È scomparso all’età di soli 54 anni Pericle Guaglianone, stimato editorialista di Artribune. Guaglianone è venuto a mancare nel pomeriggio di ieri, sul litorale di Torvaianica (frazione di Pomezia, Roma), stroncato da un malore improvviso mentre si trovava in acqua. Nonostante la presenza di numerosi bagnanti, che hanno assistito impotenti alla drammatica scena, ogni tentativo di soccorso si è purtroppo rivelato vano. Guaglianone era agente della Polizia Stradale in servizio presso il Dipartimento Lazio Umbria, dove prestava servizio da anni, ma nel panorama culturale italiano era una firma nota e apprezzata. Figura eclettica e dotata di un profondo senso critico, Guaglianone era infatti un editorialista di punta della testata Artribune, con la quale collaborava dal 2004, distinguendosi per una scrittura acuta, ironica e brillante e per una rara capacità di analisi nel settore dell’arte contemporanea.
Nato a Roma, Guaglianone, laureato in storia dell’arte contemporanea, è ricordato un appassionato studioso di musica, cartografia, bandiere e design automobilistico. Oltre alla professione in Polizia, aveva saputo costruire un percorso parallelo come critico, curatore di mostre ed editorialista. La redazione di Artribune, nel dare la notizia del decesso, ha voluto ricordare, attraverso il direttore Massimiliano Tonelli, la sua figura definendolo “una roccia di saggezza e una continua fonte di ispirazione”. Il rapporto con il giornale non si è mai interrotto in oltre vent’anni di collaborazione. Oltre alle recensioni artistiche, la sua curiosità intellettuale lo spingeva a spaziare tra musica, cinema, letteratura e persino meteorologia, argomento al quale aveva dedicato in passato una rubrica seguita con attenzione. Era noto inoltre per la sua presenza costante alle inaugurazioni delle mostre, dove cercava sempre il confronto con artisti e giovani talenti, spesso incontrati nei luoghi di aggregazione della vita artistica romana.

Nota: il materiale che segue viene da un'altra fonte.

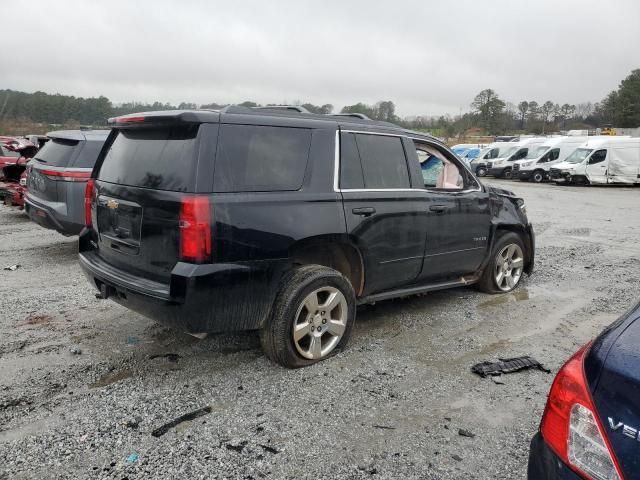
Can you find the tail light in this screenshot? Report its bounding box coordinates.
[180,195,211,263]
[540,344,623,480]
[84,178,96,227]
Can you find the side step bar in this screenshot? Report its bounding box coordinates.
[357,275,480,305]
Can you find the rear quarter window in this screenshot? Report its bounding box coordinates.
[98,125,198,192]
[34,138,80,167]
[213,125,311,192]
[73,140,104,168]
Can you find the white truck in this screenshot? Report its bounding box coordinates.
[512,136,589,183]
[550,137,640,185]
[487,137,547,178]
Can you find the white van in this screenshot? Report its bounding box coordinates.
[512,136,589,183]
[550,137,640,185]
[487,137,547,178]
[469,142,514,177]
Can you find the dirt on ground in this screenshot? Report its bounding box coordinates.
[0,180,640,479]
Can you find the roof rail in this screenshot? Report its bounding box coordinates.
[330,113,371,120]
[253,105,311,113]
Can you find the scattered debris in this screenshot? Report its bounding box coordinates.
[260,445,280,455]
[149,353,180,363]
[124,417,141,430]
[151,407,211,437]
[471,356,551,378]
[225,440,246,453]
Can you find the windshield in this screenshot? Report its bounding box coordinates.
[498,146,518,158]
[525,147,551,160]
[565,148,593,163]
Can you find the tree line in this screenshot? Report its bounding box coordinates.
[0,69,640,138]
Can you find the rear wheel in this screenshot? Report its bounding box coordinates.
[260,265,356,368]
[478,232,525,293]
[531,170,544,183]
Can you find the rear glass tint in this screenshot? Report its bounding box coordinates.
[34,138,80,167]
[73,140,104,168]
[214,125,311,192]
[98,125,198,192]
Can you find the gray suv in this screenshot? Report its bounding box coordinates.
[25,130,109,236]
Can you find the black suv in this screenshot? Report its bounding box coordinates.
[79,107,534,367]
[25,130,109,236]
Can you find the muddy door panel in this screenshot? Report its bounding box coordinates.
[343,191,427,294]
[420,192,491,281]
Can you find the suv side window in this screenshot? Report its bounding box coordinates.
[340,133,364,189]
[355,134,411,189]
[213,124,311,192]
[589,150,607,165]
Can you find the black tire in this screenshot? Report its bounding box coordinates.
[531,170,545,183]
[260,265,356,368]
[476,232,525,293]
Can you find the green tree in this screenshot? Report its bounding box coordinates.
[471,88,505,134]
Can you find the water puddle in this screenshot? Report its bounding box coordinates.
[89,369,133,388]
[478,288,535,308]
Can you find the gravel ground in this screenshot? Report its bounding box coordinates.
[0,180,640,479]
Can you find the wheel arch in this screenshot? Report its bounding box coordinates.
[289,235,365,297]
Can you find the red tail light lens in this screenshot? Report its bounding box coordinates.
[84,178,96,227]
[180,195,211,263]
[540,344,623,480]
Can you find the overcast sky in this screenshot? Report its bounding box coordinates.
[0,0,640,116]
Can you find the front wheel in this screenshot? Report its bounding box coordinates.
[478,232,525,293]
[260,265,356,368]
[531,170,544,183]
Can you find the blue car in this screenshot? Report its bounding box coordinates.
[528,303,640,480]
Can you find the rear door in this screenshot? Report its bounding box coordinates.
[586,149,609,183]
[93,124,208,282]
[339,131,427,294]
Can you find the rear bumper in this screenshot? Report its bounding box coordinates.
[79,240,288,333]
[527,432,582,480]
[0,182,24,207]
[24,195,84,236]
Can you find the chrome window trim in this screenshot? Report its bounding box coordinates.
[333,127,482,194]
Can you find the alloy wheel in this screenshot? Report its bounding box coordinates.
[494,243,524,292]
[292,287,349,360]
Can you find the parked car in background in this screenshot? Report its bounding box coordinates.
[528,303,640,480]
[513,136,588,183]
[79,107,535,368]
[487,137,546,178]
[0,137,38,207]
[25,130,109,236]
[550,136,640,185]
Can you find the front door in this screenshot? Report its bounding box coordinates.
[340,132,427,294]
[586,150,609,183]
[410,141,491,282]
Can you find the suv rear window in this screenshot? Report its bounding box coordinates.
[98,125,198,192]
[35,138,80,167]
[213,125,311,192]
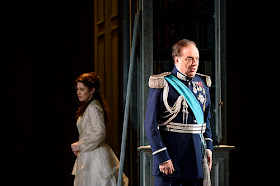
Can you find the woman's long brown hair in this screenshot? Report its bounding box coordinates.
[75,72,109,122]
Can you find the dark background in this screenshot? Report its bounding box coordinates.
[0,0,270,186]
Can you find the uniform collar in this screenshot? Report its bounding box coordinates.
[171,65,193,81]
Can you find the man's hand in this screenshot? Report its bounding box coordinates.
[206,149,212,171]
[159,160,175,175]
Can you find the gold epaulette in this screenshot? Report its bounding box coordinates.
[149,72,171,88]
[196,73,212,87]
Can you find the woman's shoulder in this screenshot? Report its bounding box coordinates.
[88,100,103,111]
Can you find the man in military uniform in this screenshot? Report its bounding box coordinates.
[145,39,213,186]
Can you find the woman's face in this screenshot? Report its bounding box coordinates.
[77,82,95,102]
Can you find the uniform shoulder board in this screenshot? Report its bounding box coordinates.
[196,73,212,87]
[149,72,171,88]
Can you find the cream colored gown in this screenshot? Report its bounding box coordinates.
[72,100,128,186]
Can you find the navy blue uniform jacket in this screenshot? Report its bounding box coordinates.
[145,67,213,178]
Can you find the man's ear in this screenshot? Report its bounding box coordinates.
[90,87,95,94]
[174,56,178,64]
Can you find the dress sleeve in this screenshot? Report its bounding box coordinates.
[78,103,106,152]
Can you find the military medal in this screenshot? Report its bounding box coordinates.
[197,94,205,104]
[202,88,206,95]
[192,81,197,94]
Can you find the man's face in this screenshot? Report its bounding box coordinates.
[175,45,199,77]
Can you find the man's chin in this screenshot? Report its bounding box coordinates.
[187,71,196,78]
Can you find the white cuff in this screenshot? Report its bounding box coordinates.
[152,147,167,155]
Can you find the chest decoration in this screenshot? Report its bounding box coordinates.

Tra le sue ultime prove editoriali, Guaglianone aveva firmato una densa recensione della sessantunesima Biennale d’Arte di Venezia, In minor keys. Nell’articolo, Guaglianone analizzava con profondità il lavoro della curatrice Koyoh Kouh, definendo la mostra come la più gioviale vista a Venezia nel corso dell’attuale secolo. Guaglianone osservava come la rassegna si caratterizzasse per un’attitudine anti-modernista e un netto rifiuto della estetica white cube, preferendo allestimenti sinuosi, materiali tattili e una forte presenza di elementi legati al sud globale e alla natura. Particolare attenzione veniva dedicata al concetto di cucitura e rammendo, metafora utilizzata per descrivere il dialogo tra le avanguardie storiche e la sapienza non occidentale. Tuttavia, il critico non mancava di sollevare, come tipico della sua scrittura, diverse osservazioni critiche, rilevando una certa carenza di picchi qualitativi e sottolineando il rischio che una eccessiva retorica della lentezza potesse indebolire l’icasticità necessaria alla grande arte visiva.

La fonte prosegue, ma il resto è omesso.